半夢半醒的小桃碰到了一個軟物,嚇得尖叫起來:“救命啊!采花賊!”
鶴卿趕忙搖醒她,小桃這才揉了揉眼睛認出了她。
“原來是鶴卿?你怎麼這麼晚才回來,我還以為是采花賊。”
小桃打了個哈欠,拉著鶴卿走回屋子,“最近女弟子們都說半夜聽見屋簷上有聲音,你可嚇壞我了。”
外門弟子間最近有一個關於“屋頂上的采花賊”的流言。
入夜時分,腳步聲就會在外門弟子居的屋頂上響起。
采花賊來回踱步,用透視術觀察熟睡的弟子,甚至會因為沒有尋覓到合適目標而暴怒,每到這時,他就會狠狠拍打屋頂的瓦片,憤怒離去。
鶴卿睡得很熟,完全沒聽到過這樣的動靜。
孫小桃問:“聽說你今日被帶去了滄水殿,那殿主大大為難你了嗎?”
“沒有……我很好。”
小桃的哈欠一個接著一個,似乎還在夢裡,“進屋說吧,這裡冷。”
鶴卿卻拉住她的睡衣問:“一個女子,若是捂住腹部,口中作嘔,那是患了什麼毛病?”
“捂住腹部,口中作嘔?那不就是,那不就是懷了嗎?”
“你是說……懷胎?”鶴卿拉住小桃沒打算挪步。
小桃被這一拉扯忽地清醒過來,瞪著兩個眼睛問:“你今日莫不是撞見了哪個滄水弟子懷胎了?快與我說說!”
“如若懷胎,那該如何?”
“離門弟子若是懷胎,就會被除去身份,離開仙門。”小桃想了想補充了一句,“修道之人也不是不能有娃,但懷胎十月傷及母體,道行損毀大半,肯定是無緣仙道了。”
“這麼嚴重……那她豈不是?”
鶴卿不由得擔心起無依無靠的月澤了,怪不得她剛才神情激動至此,這事換了誰也沒法冷靜吧。
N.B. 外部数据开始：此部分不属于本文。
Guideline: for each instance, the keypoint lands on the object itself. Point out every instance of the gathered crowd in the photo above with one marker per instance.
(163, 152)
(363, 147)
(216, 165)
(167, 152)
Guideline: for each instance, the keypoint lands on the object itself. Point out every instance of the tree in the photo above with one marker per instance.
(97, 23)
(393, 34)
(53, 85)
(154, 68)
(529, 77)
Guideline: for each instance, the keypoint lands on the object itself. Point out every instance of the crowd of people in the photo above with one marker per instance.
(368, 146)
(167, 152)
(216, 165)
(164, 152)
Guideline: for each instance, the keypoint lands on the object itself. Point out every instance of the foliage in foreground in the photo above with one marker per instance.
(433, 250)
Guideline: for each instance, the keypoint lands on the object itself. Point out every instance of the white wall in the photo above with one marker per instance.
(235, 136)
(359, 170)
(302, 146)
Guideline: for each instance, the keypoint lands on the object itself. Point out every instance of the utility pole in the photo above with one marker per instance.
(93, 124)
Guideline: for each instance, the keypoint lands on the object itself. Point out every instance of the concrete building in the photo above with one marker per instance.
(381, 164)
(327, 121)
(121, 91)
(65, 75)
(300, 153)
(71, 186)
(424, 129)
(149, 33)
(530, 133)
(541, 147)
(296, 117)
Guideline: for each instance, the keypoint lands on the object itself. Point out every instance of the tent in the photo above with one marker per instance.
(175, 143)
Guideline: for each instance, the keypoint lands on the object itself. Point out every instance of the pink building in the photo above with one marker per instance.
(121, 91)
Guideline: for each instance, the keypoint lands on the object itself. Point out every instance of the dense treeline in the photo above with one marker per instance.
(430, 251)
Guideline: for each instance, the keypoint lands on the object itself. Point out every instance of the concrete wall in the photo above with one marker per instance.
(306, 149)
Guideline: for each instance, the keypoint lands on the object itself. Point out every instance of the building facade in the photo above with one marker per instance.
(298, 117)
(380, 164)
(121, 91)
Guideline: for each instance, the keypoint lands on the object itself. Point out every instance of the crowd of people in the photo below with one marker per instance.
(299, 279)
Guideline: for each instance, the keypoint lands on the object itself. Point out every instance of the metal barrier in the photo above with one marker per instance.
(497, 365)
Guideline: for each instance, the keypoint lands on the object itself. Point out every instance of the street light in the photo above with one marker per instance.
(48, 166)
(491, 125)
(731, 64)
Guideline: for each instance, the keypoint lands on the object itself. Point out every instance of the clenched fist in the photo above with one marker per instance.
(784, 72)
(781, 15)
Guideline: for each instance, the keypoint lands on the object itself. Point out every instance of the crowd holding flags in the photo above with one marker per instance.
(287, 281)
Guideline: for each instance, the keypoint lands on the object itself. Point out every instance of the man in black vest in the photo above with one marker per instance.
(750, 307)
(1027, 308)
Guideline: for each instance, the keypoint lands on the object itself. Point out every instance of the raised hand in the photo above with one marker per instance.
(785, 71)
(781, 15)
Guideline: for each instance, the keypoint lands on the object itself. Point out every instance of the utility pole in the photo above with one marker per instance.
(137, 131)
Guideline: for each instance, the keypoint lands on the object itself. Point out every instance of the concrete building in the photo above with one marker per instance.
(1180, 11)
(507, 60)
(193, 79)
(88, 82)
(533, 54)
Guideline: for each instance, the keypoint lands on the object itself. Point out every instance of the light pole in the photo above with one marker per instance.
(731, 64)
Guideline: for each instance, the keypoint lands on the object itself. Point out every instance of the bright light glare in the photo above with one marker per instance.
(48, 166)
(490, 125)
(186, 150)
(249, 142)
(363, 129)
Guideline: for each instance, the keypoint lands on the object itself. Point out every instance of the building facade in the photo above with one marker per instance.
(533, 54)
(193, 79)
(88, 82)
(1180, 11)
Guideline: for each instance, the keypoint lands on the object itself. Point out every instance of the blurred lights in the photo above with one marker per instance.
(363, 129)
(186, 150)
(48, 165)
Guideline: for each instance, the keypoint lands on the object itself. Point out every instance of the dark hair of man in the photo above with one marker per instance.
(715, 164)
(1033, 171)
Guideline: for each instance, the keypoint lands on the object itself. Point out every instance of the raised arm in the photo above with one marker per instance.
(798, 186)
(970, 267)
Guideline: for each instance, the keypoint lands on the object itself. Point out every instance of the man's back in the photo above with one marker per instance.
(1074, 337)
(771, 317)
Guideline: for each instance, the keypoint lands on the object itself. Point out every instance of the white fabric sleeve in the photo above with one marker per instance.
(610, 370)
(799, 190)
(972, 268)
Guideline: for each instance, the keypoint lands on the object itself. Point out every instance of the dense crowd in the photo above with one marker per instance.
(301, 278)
想來這玄柯真不是個好人,有那麼多的女子投懷送抱,居然還要欺負到月澤的頭上。
“你先告訴我,你看到的是誰?”小桃眼底閃過急切,那是對於八卦消息的不懈追求。
“彆想著八卦了,你告訴我女子懷胎,需要做些什麼。”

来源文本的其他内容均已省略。